Penser notre extinction

Les origines du monde (Orsay)Le musée d’Orsay affiche une exposition invisible pour cause de Covid, « Les origines du monde. L’invention de la nature au XIXe siècle ». Comment la crise actuelle déroge au temps cyclique et nous plonge dans le temps de la nature ? Si nous sommes entrés dans l’anthropocène, comment transposer les leçons de la géologie à la biologie ? Et penser un cataclysme lent ?

C’est entendu. Nous sommes dans une phase d’extinction de la biodiversité. Cela en dérange peu qui sont pourtant fascinés par celles du passé. « L’extinction des espèces est un des premiers concepts abstraits intégré dans notre vie : demandez à un enfant de cinq ans ce qui est arrivé aux dinosaures, et il vous donnera sans doute une réponse scientifiquement acceptable »[1].

Les origines du monde (Orsay)

Les dinosaures (Crystal Palace, Londres) © Benjamin Hawkins

Il n’en a pas toujours été ainsi. On doit au génial Georges Cuvier d’avoir envisagé que certains animaux aient disparu. Il fallait les imaginer comme le fit Jean Hermann en esquissant pour la première fois un fossile de Ptedordactylus en 1800. Un vrai « changement existentiel dans notre vision de l’histoire » (id). Comment des mondes vivants avaient existé, dominés par de très grands animaux sans que l’homme ait été responsable de leur disparition ?

Les Anglais ont découvert des milliers de fossiles sur la « côte jurassique » du Dorset, débattu et sont parvenus, grâce à Henry De La Beche et Mary Anning – entre autres – à dessiner une scène écologique de cette époque. Les paléontologues comme William Buckland (aidé par Cuvier), Richard Owen, Gideon Mantell et d’autres discutent sur la taille (9 à 25 mètres de long) regroupent leurs découvertes qui deviennent officiellement en 1842 Dinosauria, mot signifiant « terribles lézards ».

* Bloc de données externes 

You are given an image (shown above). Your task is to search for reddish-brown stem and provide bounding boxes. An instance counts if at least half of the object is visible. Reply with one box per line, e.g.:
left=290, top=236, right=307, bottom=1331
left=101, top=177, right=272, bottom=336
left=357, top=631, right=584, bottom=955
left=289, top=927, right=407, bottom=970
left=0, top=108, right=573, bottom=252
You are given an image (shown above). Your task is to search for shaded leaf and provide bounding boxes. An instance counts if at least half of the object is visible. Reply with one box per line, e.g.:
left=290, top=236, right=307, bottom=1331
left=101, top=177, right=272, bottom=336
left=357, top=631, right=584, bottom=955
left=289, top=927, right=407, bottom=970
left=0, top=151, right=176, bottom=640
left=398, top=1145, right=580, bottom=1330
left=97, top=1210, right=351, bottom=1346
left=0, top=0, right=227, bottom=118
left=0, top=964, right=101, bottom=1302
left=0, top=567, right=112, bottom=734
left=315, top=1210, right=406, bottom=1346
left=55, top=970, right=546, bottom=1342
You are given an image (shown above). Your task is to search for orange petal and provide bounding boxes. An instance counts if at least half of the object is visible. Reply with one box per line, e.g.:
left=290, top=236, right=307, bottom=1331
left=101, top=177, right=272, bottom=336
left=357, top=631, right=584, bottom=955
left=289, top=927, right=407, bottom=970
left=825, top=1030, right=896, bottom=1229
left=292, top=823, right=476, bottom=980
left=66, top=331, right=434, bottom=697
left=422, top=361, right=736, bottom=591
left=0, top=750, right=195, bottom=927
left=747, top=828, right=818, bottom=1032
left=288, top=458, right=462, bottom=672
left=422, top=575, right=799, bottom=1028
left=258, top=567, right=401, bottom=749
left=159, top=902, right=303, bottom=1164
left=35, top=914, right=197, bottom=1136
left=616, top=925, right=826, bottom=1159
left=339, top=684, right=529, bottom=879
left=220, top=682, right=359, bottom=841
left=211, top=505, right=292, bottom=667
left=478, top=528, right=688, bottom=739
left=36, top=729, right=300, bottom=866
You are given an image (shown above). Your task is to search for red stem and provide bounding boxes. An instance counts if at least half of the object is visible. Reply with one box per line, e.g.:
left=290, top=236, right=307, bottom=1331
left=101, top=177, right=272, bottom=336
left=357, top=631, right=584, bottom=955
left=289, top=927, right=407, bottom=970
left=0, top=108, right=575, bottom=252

Les origines du monde (Orsay)

Duria Antiquior, a more ancient Dorsert, 1832 © Henry De La Beche

Mais tout va changer avec Benjamin Waterhouse Hawkins (aidé par Owen) dont l’imagination est sans limite. Sur le terrain du Crystal Palace, il conçoit au sud de Londres une installation artistique et scientifique de 33 sculptures (dont trois dinosaures, des reptiles, des mammifères volants ou marins) au milieu de végétaux d’époque. Cette première tentative d’éducation scientifique du grand public est un succès. Et le début de la démocratisation des grandes découvertes. Cent soixante-dix ans plus tard, elles sont toujours intactes.

Les origines du monde (Orsay)

Le Crystal Palace et le parc à Sydenham, 1854 © Georg Baxter

Mettre « de la chair sur les os » change le regard sur la vie, lui donnant une « dimension platonicienne et romantique » (id.) avec formes idéales et processus divins. Et cet étrange lien entre dinosaures et oiseaux, dans l’évolution, comme le pensait Thomas Huxley. Darwinien et « néo-lyellien », Huxley dialogue avec Haeckel après avoir lu sa Morphologie : « Le chemin des reptiles vers les oiseaux passe par celui des dinosaures vers les ratites » écrit-il en 1868. Que penser de Darwin, habitant à 16 kilomètres du Crystal Palace qu’il a ignoré en raison de son antipathie à l’égard d’Owen ?

Les origines du monde (Orsay)

« En appuyant leurs pattes sur l’une de nos plus hautes maisons, ils auraient pu manger au balcon d’un 5e étage » © Anonyme

Des dizaines d’artistes s’emparent des reconstitutions des dinosaures sans parvenir réellement à les faire évoluer au-delà de leur origine reptilienne. Hawkins passe pourtant rapidement des quadrupèdes avec leur allure de rhinocéros aux bipèdes plus proches des oiseaux comme Archaeopteryx.

Le manque d’intérêt pour la théorie de l’évolution et le paléo-art de l’Angleterre victorienne assure aux magnats américains de grands succès, avec des fossiles de qualité supérieure à celle de l’Europe. Place aux Stegosaurus et leur dos cuirassé et bardé de pointes. Le chemin sera long pour admettre que l’extinction de la grande faune ne signifie pas une rupture du lien avec nos dinosaures vivants, à plumes, vivant parmi nous.


[1] Ellinor Michel et Mark P. Witton, L’invention et la réinvention des dinosaure : la découverte du XIXe siècle », in Les origines du monde. L’invention de la nature, Musée d’Orsay-Gallimard, 2020.